According to the report, 53% of further education college principals had found teacher recruitment difficult over the last three years. Germany, for example, estimates that the number of VET teachers will represent around 80% of the demand in the coming decade. In Sweden, the supply of new VET teachers is estimated to be less than half of the demand in the next 10 years. Besides, the report findings show that in many countries, such as in Italy, Finland, Lithuania, and Latvia the VET teachers are over 50 years old.
One of the impacts of the ageing teacher population and of the fact that the profession is seen as unattractive is that, in some countries, the costs of VET provision and the use of lower or less-qualified teaching staff has increased. This creates a decline of the quality of the VET teaching. Indeed, in mostly all the European countries, VET teachers are more likely to have fixed-term contracts than teachers in other education sectors. According to the report, in Portugal, Belgium, Italy, Spain and Greece more than 80% of VET teachers with temporary position were not able to find a permanent job. Additionally, average VET teachers’ salaries are 8% less than those of teachers in general education and 60% of VET teachers declared not to be satisfied with their job.
The OECD recommends to national governments, among other recommendations, to increase the attractiveness of teaching careers in VET, provide flexible pathways into VET teaching, foster VET teachers’ capacity to use innovative pedagogy, raise awareness of the importance of innovation, ICT and soft skills in teaching in VET and improve the attractiveness of the VET leadership role. ETUCE does not agree with the recommendation about deregulation of the teaching profession by attracting unqualified professional staff to teaching. National legislation on teaching qualifications must be respected. At the same time the profession should be made more attractive to young teachers by ensuring good salary and decent working conditions to them.
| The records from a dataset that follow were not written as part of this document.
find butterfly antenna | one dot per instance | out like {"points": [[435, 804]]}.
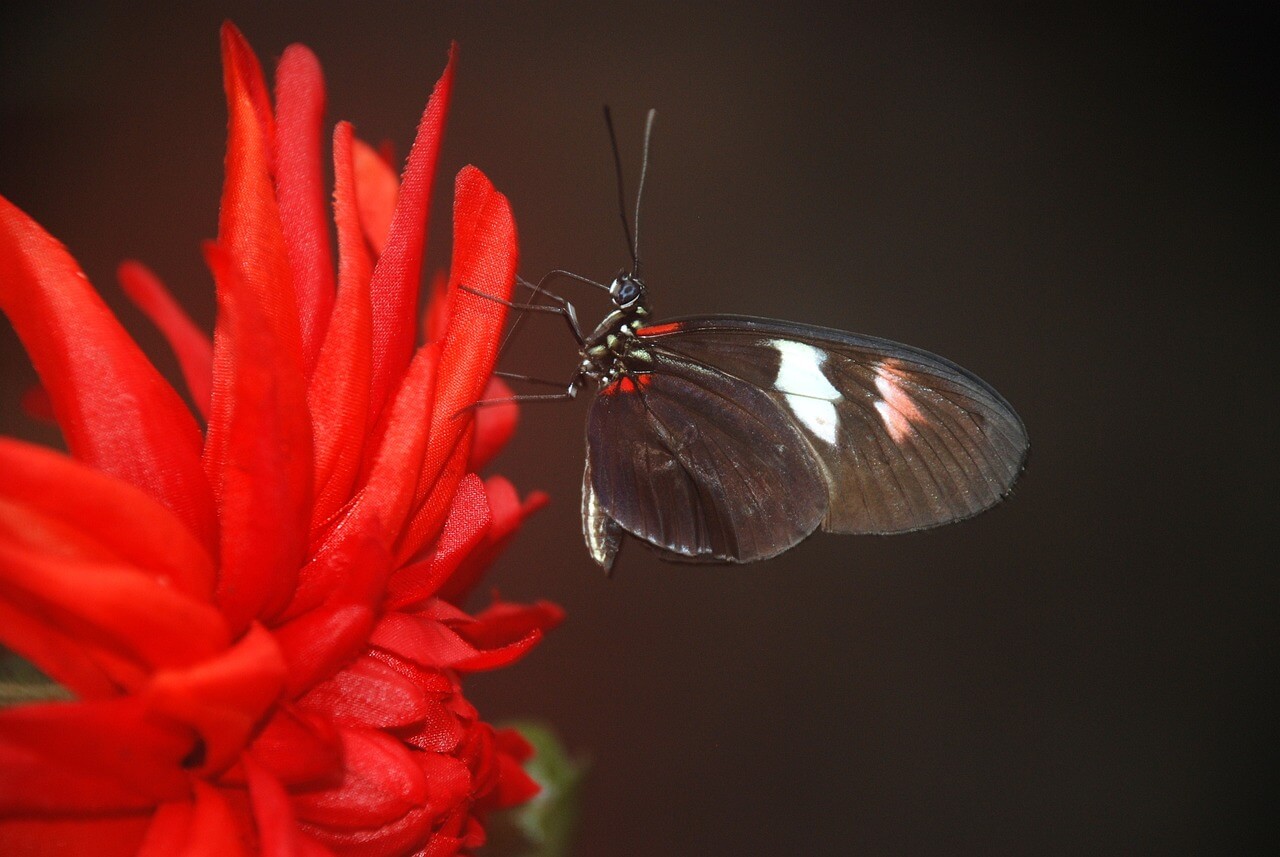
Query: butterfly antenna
{"points": [[622, 195], [644, 172]]}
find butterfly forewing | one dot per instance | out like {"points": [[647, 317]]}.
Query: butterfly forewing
{"points": [[702, 463], [904, 439]]}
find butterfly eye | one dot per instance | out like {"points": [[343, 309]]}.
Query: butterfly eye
{"points": [[626, 290]]}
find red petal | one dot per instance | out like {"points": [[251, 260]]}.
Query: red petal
{"points": [[396, 279], [35, 403], [90, 757], [104, 837], [122, 521], [223, 699], [87, 672], [369, 693], [435, 320], [297, 748], [110, 606], [465, 528], [117, 412], [320, 641], [205, 826], [190, 344], [382, 782], [301, 193], [503, 622], [338, 395], [433, 644], [496, 424], [484, 260], [376, 188], [259, 453], [278, 833], [508, 516], [400, 459]]}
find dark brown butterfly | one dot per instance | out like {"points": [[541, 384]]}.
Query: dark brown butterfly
{"points": [[728, 439]]}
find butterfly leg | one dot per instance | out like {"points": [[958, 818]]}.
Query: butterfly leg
{"points": [[565, 310]]}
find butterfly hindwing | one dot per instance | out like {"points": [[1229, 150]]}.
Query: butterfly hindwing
{"points": [[700, 463], [905, 439]]}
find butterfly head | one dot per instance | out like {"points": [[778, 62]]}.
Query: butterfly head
{"points": [[627, 290]]}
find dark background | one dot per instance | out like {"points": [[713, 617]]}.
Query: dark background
{"points": [[1079, 206]]}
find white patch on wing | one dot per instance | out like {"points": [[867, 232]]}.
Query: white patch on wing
{"points": [[895, 407], [808, 392]]}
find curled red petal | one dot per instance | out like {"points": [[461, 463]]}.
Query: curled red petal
{"points": [[484, 260], [259, 452], [205, 825], [301, 195], [397, 468], [502, 622], [117, 413], [380, 783], [190, 344], [97, 756], [113, 835], [223, 699], [434, 644], [278, 833], [397, 275], [298, 748]]}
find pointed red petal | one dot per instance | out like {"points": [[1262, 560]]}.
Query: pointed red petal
{"points": [[397, 275], [300, 189], [248, 225], [465, 528], [259, 452], [338, 394], [190, 344], [117, 412], [109, 605], [398, 464], [120, 519], [376, 191], [429, 642], [484, 260]]}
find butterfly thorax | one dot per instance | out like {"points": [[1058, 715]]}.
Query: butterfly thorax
{"points": [[609, 352]]}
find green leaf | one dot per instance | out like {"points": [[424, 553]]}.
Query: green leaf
{"points": [[545, 825], [22, 683]]}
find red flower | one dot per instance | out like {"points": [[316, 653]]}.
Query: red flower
{"points": [[260, 619]]}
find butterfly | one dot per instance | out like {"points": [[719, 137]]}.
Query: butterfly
{"points": [[730, 439]]}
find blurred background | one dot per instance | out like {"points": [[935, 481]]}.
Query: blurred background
{"points": [[1077, 205]]}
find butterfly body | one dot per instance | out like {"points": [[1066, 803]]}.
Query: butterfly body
{"points": [[730, 439]]}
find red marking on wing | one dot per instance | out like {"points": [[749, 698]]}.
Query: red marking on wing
{"points": [[658, 330], [626, 384]]}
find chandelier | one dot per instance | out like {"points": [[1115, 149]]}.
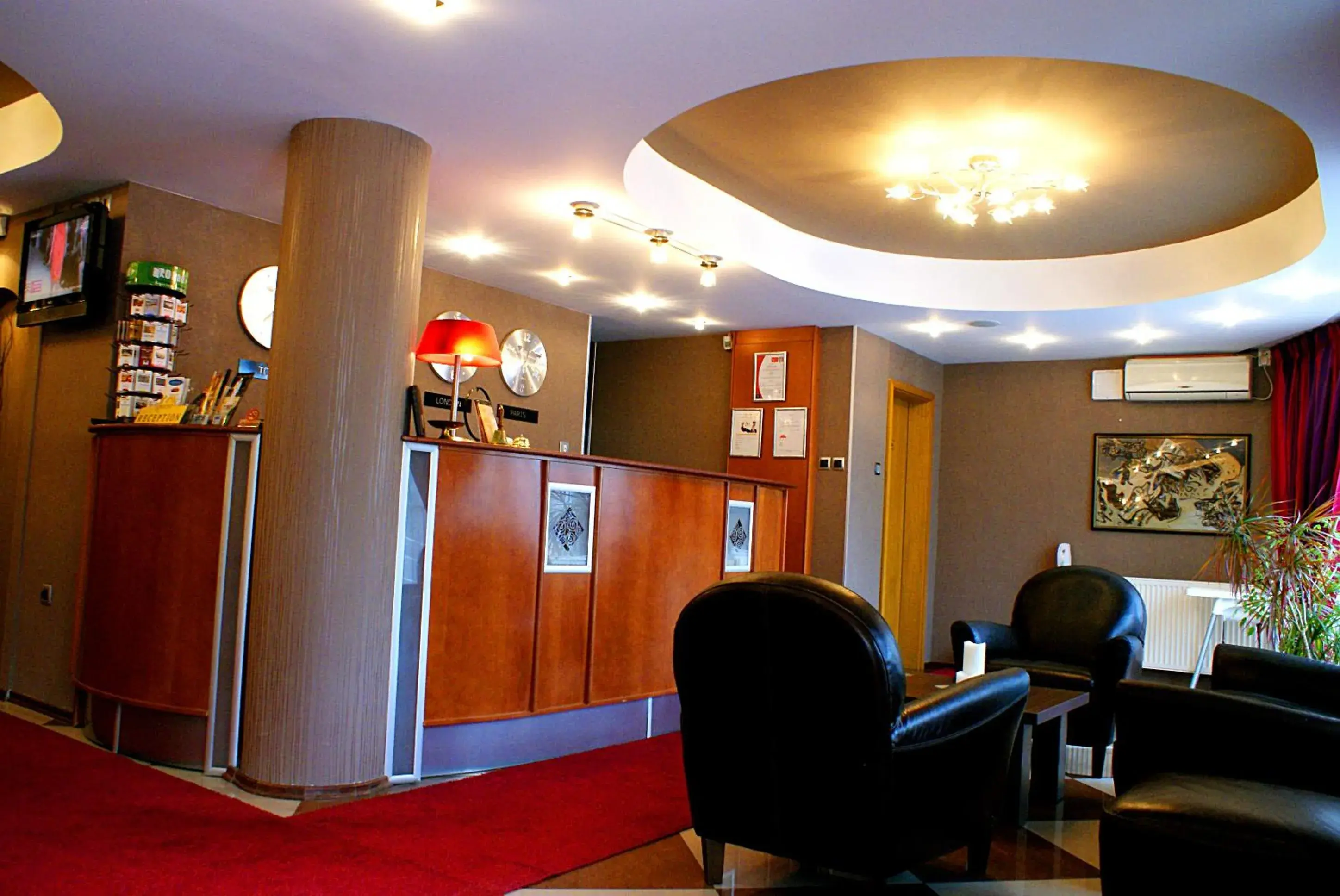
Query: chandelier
{"points": [[985, 187]]}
ETUCE underlines that education trade unions have been fighting to guarantee decent working conditions for VET teachers as well as the attractiveness and the quality of the VET sector. In the framework of the project ‘Lifelong Learning for All: Social Partners in Education promoting quality and inclusive VET to enhance lifelong learning for all’ in which ETUCE is a partner, in June 2021, ETUCE member organisations will have the opportunity to participate in a peer learning activity focusing on VET in Germany. The event will be the occasion to gain in-depth insights on the German VET sector and discuss the main issues of the VET sector with other social partners from across Europe.